ST. LOUIS, Mo. — the Board of Elections is apologizing for the inconvenience to voters at 23 voting locations. Authorities were considering whether they could keep polls open beyond the normal closing time 7 p.m. to give people more opportunities to cast their votes after some polling stations ran out of ballots.
Sources say St. Louis County Election Board is appealing Judge Maura McShane decision to close polls at 7 p.m. as scheduled.

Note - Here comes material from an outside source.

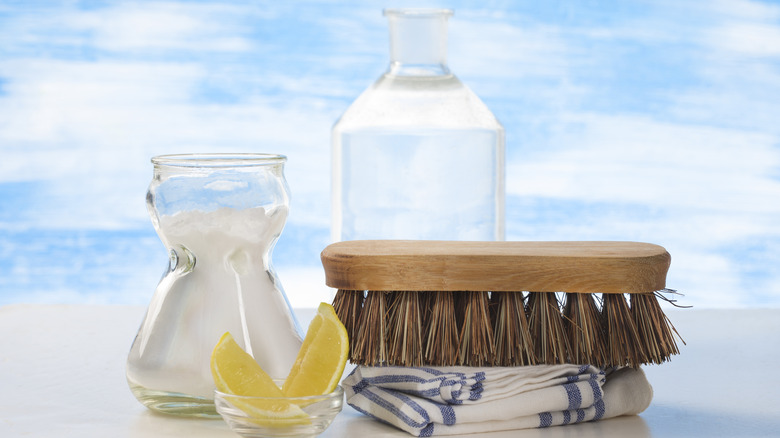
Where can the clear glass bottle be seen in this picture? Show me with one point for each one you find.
(219, 216)
(418, 155)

@stloday— stevegiegerich (@stevegiegerich) April 5, 2016
Eric Fey, the St. Louis County Director of Elections told FOX 2 News that at polling places with more than one ballot style, the election board flipped the numbers of how many ballots for each style were supposed to go to a particular precinct. That meant some stations had too many of one ballot style and too few of another.
Fey said workers are still trying to track down the exact source of the problem, but it is definitely a database error of some sort.
Voters in both Kansas City and St. Louis are deciding whether to renew the decades-old earnings tax.
The tax requires those who work in Kansas City or St. Louis to pay a 1 percent tax on their pay. Because nonresidents also must pay, thousands of commuters from the neighboring states of Kansas and Illinois are affected.
Voters overwhelmingly embraced renewing the tax five years ago.
Supporters in both cities say losing the revenue would mean cuts in services. Opponents counter that the tax is unfair and drives businesses and workers to the suburbs, and that eliminating it would force the cities to weed out fraud and redundant services.
Voter rejection of the tax would phase it out over a decade by one-tenth of a percent each year.